Dans un élan d’omnipotence divine,

Dieu créa la rose … Dieu créa la femme,

Entoura l’une de méchantes épines,

Et l’autre, de convoitises et de drames.

 

Seigneur, est-ce pour rendre la vie plus dure

Que vous avez multiplié les tentations,

Et voué ceux de vos faibles créatures,

Qui y succombent à enfer et damnation ?

 

Les belles choses étant frappées d’interdit,

Quelle que soit la volonté de l’être humain,

Il lui est impossible de passer sa vie,

Chevelu dans l’espoir d’être rasé demain !

 

Vous nous fîtes incapables de résister

Aux charmes multiples de votre création,

Comment voulez vous que l’on puisse exister

Parmi vos appâts sans faiblir de temps en temps ?

 

Qui mieux que vous peut connaître vos créatures ?

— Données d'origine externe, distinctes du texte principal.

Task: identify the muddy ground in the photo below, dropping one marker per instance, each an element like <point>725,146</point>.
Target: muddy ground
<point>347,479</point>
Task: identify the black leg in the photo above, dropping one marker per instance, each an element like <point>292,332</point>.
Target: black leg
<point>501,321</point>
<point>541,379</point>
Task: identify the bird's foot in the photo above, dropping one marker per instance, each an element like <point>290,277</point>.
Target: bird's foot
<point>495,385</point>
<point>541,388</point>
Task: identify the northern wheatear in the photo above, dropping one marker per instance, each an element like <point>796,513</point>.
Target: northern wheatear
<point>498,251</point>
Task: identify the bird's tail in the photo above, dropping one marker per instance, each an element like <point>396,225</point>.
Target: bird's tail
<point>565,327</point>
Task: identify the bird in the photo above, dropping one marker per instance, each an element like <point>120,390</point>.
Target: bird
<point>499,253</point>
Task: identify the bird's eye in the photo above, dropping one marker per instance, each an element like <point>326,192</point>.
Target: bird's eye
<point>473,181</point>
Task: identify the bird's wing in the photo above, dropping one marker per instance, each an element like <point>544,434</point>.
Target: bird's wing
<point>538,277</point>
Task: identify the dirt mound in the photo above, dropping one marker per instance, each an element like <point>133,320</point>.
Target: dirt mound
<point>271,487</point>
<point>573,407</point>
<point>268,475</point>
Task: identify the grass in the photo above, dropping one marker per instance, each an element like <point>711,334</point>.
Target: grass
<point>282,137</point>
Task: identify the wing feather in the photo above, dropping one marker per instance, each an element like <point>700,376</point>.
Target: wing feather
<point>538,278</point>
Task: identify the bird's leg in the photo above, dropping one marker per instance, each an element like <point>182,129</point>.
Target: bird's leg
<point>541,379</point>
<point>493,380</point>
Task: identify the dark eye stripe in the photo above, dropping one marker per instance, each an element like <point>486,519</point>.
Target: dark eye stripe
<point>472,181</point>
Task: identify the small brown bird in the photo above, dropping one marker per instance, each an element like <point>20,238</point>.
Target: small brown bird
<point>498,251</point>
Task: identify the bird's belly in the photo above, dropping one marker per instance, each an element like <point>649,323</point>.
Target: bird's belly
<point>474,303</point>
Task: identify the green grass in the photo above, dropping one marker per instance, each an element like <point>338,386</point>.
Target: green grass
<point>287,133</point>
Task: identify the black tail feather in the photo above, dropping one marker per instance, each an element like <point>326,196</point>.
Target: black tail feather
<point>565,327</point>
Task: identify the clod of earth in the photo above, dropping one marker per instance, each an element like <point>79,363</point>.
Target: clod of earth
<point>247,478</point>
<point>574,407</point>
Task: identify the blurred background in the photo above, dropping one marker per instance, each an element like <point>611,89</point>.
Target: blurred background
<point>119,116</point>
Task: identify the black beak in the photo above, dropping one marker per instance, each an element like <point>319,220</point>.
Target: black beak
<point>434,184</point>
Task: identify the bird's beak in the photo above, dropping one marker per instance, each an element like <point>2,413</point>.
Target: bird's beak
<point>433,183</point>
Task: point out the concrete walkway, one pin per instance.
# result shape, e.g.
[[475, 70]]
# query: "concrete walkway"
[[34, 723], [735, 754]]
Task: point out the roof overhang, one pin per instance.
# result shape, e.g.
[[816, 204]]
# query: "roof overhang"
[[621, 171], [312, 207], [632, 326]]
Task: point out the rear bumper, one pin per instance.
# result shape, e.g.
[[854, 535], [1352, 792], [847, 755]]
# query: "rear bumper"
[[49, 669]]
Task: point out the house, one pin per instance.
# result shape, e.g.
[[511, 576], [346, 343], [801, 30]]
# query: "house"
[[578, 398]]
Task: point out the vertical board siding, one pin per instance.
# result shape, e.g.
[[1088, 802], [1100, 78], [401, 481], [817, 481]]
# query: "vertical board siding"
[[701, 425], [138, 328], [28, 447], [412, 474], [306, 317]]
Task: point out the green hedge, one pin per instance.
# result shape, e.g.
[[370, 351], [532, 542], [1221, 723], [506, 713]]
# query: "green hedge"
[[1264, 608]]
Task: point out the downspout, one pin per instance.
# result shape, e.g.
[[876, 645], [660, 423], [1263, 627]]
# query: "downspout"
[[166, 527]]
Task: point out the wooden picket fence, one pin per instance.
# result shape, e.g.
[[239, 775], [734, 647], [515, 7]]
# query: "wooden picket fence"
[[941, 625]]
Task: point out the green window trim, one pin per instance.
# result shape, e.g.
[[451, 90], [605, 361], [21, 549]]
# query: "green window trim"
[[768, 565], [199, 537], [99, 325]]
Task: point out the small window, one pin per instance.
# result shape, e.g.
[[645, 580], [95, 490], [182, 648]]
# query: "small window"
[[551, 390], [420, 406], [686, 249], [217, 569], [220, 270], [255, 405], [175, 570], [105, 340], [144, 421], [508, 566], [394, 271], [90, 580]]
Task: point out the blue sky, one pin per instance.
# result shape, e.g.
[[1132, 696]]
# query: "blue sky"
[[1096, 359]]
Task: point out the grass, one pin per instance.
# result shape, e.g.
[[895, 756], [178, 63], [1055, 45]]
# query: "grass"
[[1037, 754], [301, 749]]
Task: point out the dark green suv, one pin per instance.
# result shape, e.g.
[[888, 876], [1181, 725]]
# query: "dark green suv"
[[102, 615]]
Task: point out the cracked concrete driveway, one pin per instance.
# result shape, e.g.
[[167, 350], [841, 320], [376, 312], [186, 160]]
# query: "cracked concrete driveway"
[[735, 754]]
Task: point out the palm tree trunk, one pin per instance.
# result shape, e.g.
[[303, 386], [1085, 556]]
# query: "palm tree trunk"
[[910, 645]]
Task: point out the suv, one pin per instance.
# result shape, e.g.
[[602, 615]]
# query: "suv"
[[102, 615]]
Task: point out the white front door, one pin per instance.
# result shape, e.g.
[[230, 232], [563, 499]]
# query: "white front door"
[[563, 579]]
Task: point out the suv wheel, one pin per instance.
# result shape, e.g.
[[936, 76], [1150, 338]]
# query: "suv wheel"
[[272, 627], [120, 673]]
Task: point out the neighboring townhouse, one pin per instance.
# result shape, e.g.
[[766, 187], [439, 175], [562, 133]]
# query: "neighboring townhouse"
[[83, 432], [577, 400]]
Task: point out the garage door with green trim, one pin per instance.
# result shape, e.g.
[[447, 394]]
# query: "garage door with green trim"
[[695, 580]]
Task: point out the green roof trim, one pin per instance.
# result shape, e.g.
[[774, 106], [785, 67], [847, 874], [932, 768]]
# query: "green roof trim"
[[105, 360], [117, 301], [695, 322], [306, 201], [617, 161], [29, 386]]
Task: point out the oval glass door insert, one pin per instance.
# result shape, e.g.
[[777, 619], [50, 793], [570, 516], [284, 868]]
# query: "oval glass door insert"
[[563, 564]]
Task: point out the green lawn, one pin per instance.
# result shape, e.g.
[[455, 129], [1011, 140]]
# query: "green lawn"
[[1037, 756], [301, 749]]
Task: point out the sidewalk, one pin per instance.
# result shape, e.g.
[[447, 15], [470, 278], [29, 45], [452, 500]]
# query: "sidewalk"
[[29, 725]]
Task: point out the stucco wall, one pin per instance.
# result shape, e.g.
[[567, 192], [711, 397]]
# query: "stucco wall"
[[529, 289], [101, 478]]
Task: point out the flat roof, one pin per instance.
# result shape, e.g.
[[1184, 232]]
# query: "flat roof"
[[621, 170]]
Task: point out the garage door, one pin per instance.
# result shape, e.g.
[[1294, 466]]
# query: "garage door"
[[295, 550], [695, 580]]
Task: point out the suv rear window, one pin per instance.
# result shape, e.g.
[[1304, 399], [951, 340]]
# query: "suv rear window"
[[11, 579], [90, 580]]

Vous savez bien lesquelles de leurs incartades,

Sont assimilables à des forfaitures,

Et celles dues aux cœurs battant la chamade !

 

Quoiqu’en pensent tartuffes et dévots zélés,

Votre miséricorde est bien trop grande,

Pour s’attarder sur toutes nos basses mêlées,

Ou sur les turpitudes de notre monde !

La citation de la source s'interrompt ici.